Referências consultadas: 

  1. Lin Y. Preoperative anemia-screening clinics. Hematology Am Soc Hematol Educ Program. 2019 Dec 6;2019(1):570-576. doi: 10.1182/hematology.2019000061. PMID: 31808909; PMCID: PMC6913451. 
  1. CONSENSO DA ASSOCIAÇÃO BRASILEIRA DE HEMATOLOGIA, HEMOTERAPIA E TERAPIA CELULAR SOBRE PATIENT BLOOD MANAGEMENT. 1a EDIÇÃO PUBLICADA EM 26 DE OUTUBRO DE 2023. Disponível em: consenso-abhh-pbm.pdf Acesso em 16/12/2024 
  1. Shander A, Kaufman M, Goodnough LT. How I treat anemia in the perisurgical setting. Blood. 2020 Aug 13;136(7):814-822. doi: 10.1182/blood.2019003945. PMID: 32556314. 

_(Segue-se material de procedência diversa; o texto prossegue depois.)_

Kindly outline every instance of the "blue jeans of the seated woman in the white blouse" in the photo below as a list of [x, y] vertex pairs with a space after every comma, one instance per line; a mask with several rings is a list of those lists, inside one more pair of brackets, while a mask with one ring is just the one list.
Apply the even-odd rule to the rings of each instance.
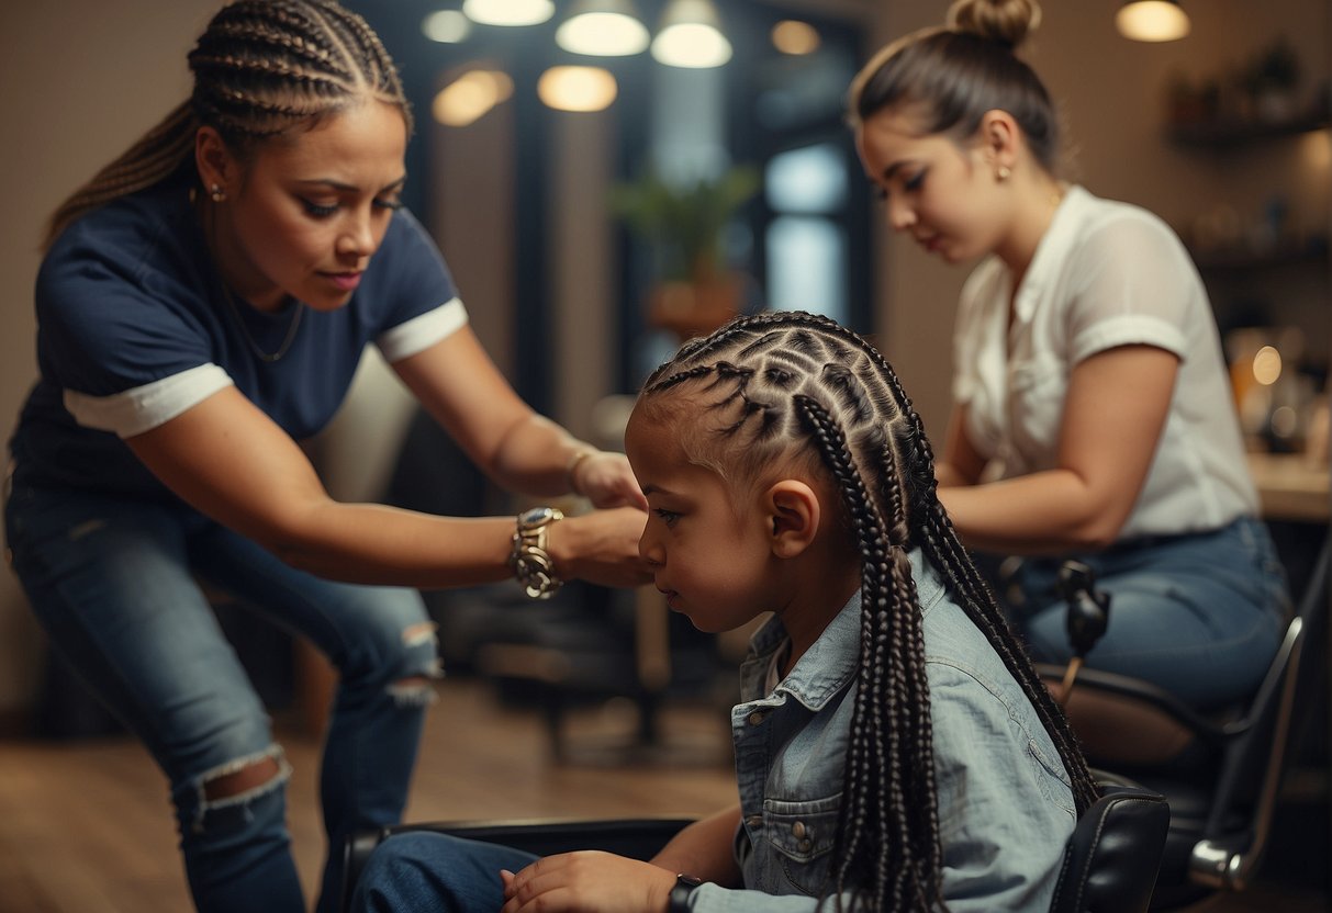
[[[1260, 520], [1078, 559], [1110, 594], [1110, 622], [1087, 653], [1090, 668], [1144, 679], [1197, 709], [1257, 689], [1291, 612], [1285, 572]], [[1038, 661], [1072, 656], [1067, 604], [1055, 590], [1062, 562], [1027, 559], [1016, 580], [1026, 604], [1014, 614]]]

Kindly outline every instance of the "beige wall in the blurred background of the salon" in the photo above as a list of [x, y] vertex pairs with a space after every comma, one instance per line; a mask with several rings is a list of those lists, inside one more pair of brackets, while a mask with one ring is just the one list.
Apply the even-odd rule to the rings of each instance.
[[[783, 0], [797, 7], [803, 0]], [[825, 0], [823, 9], [832, 0]], [[1296, 217], [1327, 222], [1328, 165], [1311, 165], [1293, 144], [1244, 157], [1189, 154], [1160, 134], [1162, 87], [1172, 68], [1216, 72], [1281, 32], [1295, 41], [1311, 75], [1328, 79], [1329, 0], [1207, 0], [1185, 7], [1195, 33], [1185, 41], [1146, 45], [1114, 32], [1119, 0], [1050, 0], [1032, 63], [1062, 104], [1076, 142], [1076, 176], [1092, 192], [1156, 209], [1188, 221], [1225, 200], [1252, 209], [1273, 189], [1297, 204]], [[940, 0], [835, 0], [839, 12], [864, 16], [887, 40], [908, 28], [936, 23]], [[120, 152], [186, 92], [184, 53], [214, 8], [213, 0], [48, 0], [0, 7], [0, 173], [7, 178], [7, 212], [0, 232], [0, 437], [35, 375], [31, 287], [37, 269], [37, 229], [47, 213], [79, 181]], [[570, 122], [557, 132], [561, 154], [551, 168], [571, 185], [606, 180], [609, 162], [587, 144], [613, 129], [607, 120]], [[502, 120], [476, 136], [477, 148], [452, 137], [453, 153], [433, 164], [442, 181], [437, 224], [445, 253], [473, 309], [482, 339], [502, 367], [510, 366], [511, 301], [505, 281], [511, 254], [502, 205], [505, 173], [496, 149], [506, 136]], [[498, 137], [498, 138], [497, 138]], [[1313, 144], [1327, 145], [1327, 133]], [[477, 152], [486, 168], [476, 170]], [[1317, 157], [1317, 150], [1309, 153]], [[473, 169], [473, 170], [469, 170]], [[497, 181], [500, 181], [497, 184]], [[551, 214], [561, 268], [553, 277], [559, 314], [553, 321], [558, 353], [557, 410], [575, 430], [587, 403], [605, 389], [609, 345], [598, 321], [614, 306], [606, 270], [605, 236], [590, 230], [579, 206], [590, 194], [562, 185]], [[481, 221], [478, 221], [481, 220]], [[966, 270], [927, 260], [876, 229], [880, 338], [927, 427], [942, 434], [948, 411], [948, 339], [958, 287]], [[498, 245], [498, 246], [494, 246]], [[1311, 307], [1328, 309], [1325, 283]], [[575, 311], [574, 309], [579, 309]], [[609, 317], [606, 323], [609, 326]], [[1324, 341], [1325, 345], [1325, 341]], [[392, 385], [389, 385], [392, 389]], [[388, 393], [385, 395], [389, 395]], [[373, 411], [373, 410], [372, 410]], [[9, 575], [0, 574], [0, 715], [25, 705], [41, 657], [40, 636]]]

  1. Ali SME, Hafeez MH, Nisar O, et al. Role of preoperative erythropoietin in the optimization of preoperative anemia among surgical patients – A systematic review and meta-analysis. Hematol Transfus Cell Ther. 2022 Jan-Mar;44(1):76-84. doi: 10.1016/j.htct.2020.12.006. Epub 2021 Feb 3. PMID: 33583767; PMCID: PMC8885371. 
  1. Li Y, Yin P, Lv H, et al. A meta-analysis and systematic review evaluating the use of erythropoietin in total hip and knee arthroplasty. Ther Clin Risk Manag. 2018 Jul 10;14:1191-1204. doi: 10.2147/TCRM.S159134. PMID: 30022832; PMCID: PMC6044356.